Moreover, in the weeks since, Coulter herself had become the issue, rather than the topics she was writing about, which is an unhealthy circumstance for a journalist, even a columnist.

In the past, Coulter's offensive commentary has led to her dismissal as an MSNBC contributor (for insulting a Vietnam veteran), as a commentator for USA Today (for referring to the Democratic National Convention as the "Spawn of Satan convention" and for calling “all the American people that don't support” President Bush "traitors"), and as a contributing editor with National Review (following her September 13, 2001, response to the 9-11 terrorist attacks, in which she wrote of those “cheering and dancing right now”: “We should invade their countries, kill their leaders and convert them to Christianity.”)

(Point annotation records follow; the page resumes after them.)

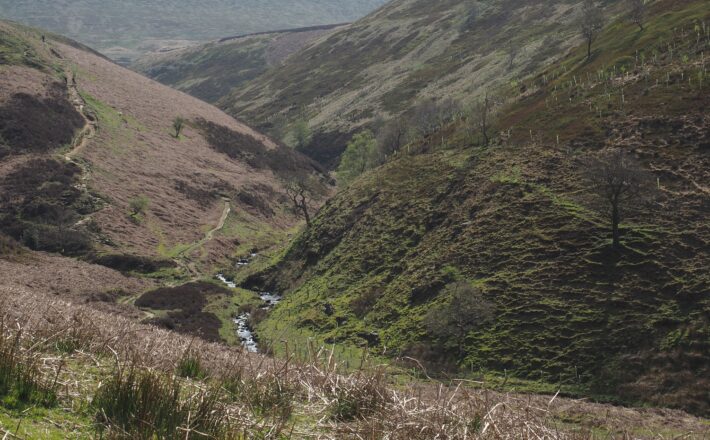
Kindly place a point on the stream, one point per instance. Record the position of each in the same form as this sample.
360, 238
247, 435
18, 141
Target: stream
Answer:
269, 301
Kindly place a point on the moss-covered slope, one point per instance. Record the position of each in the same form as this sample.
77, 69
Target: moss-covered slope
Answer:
516, 219
407, 51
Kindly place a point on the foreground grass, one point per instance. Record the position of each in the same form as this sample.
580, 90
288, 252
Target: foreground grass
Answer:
113, 375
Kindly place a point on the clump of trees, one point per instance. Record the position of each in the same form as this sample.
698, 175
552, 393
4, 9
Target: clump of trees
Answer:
480, 117
359, 156
465, 311
367, 150
298, 190
591, 23
619, 185
301, 134
178, 125
137, 208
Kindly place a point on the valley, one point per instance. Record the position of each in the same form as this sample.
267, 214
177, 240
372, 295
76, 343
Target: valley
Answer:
452, 219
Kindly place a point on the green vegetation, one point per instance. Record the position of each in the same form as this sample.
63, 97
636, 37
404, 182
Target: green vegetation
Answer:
178, 124
519, 220
21, 381
358, 157
137, 403
406, 53
137, 208
127, 36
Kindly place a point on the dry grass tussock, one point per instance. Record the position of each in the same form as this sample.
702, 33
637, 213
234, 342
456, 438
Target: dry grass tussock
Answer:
207, 390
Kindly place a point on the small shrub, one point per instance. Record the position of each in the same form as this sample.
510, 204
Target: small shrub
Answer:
143, 404
21, 381
138, 205
178, 125
265, 396
190, 366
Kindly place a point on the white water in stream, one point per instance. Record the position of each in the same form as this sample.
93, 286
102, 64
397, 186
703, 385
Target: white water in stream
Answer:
246, 335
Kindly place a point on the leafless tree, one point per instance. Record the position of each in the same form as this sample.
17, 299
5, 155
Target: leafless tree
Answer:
513, 49
481, 116
425, 118
637, 11
178, 124
298, 191
392, 137
465, 311
619, 184
591, 23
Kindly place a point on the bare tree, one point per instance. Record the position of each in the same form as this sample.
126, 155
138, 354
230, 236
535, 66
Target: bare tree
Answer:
481, 117
637, 11
619, 184
425, 118
591, 23
513, 49
298, 191
465, 311
178, 124
392, 137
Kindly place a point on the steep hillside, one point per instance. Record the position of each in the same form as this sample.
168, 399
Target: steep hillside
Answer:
406, 51
125, 30
90, 163
210, 71
517, 220
89, 374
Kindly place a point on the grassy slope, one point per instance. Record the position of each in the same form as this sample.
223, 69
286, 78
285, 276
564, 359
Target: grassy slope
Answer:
515, 219
188, 178
406, 51
75, 352
129, 29
211, 70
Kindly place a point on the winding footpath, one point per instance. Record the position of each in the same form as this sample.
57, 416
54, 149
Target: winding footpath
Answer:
183, 260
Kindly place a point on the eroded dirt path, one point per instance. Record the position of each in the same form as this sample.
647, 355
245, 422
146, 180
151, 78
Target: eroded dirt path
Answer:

From the July 20 broadcast of 850 KOA's The Jon Caldara Show:

CALDARA: Ann Coulter was to join us tonight. I got a call late last -- just recently, saying “I can't I can't. Something came up. I'll make it up, I promise. I promise. Please don't hate me.” So, we will do it again. In fact, she and I have been talking; she wants to do a weekly segment with us here on 850 KOA. So, I'm sure that will not happen each and every week, but she's -- she's good for her word. So, she apologizes to you. But we can talk about her behind her back. And I'm going to be taking a week off next week. I will not be around. So, the week after -- that's when we will pick up that nice little routine.

From the July 12 broadcast of The Jon Caldara Show:

COULTER: I mean, for one thing, as I've mentioned here and there in a column, what is going to happen to The New York Times? As I wrote in this week's column, Ronald Reagan called Nixon after -- in December 1972; Nixon was president then, Reagan [California] governor. After Reagan had seen Walter Cronkite's report on CBS News on the Vietnam War, Reagan called Nixon to say, if these -- if this were World War II circumstances, CBS News would be prosecuted for treason. This quote is also in my book Treason, by the way. Can you imagine --

CALDARA: Do you have a book for sale? I didn't know that.

COULTER: No, this is one that isn't for sale, but it's a magnificent book. Well, it is for sale --

CALDARA: It is for sale.

COULTER: -- all my books are for sale. But it's not the book I'm supposed to be hawking right now --

CALDARA: Currently pimping, yes.

COULTER: -- I'm just mentioning it because it's relevant to the topic at hand -- The New York Times' treason. Thus, the aptly titled of my book -- title of my book is Treason. And do you think there's any possibility any action will be taken against The New York Times for something that could have gotten them executed -- certainly did get the Rosenbergs executed?

CALDARA: Of course not.

[...]

CALDARA: There are so many wonderful Coulter comments, but I think one of my favorites of all time has got to be that your only regret was that Timothy McVeigh didn't hit the New York Times building.

COULTER: Yes! Yes. And I --

CALDARA: I don't know why you're not getting prosecuted for that one in the press.

COULTER: Oh no, they bring it up all the time. But as I point out at the beginning of this week's column, a lot of people agreed with me. I didn't expect those people to be at The New York Times. But now we have The New York Times doing everything in its power to help the terrorists launch another terrorist attack on New York.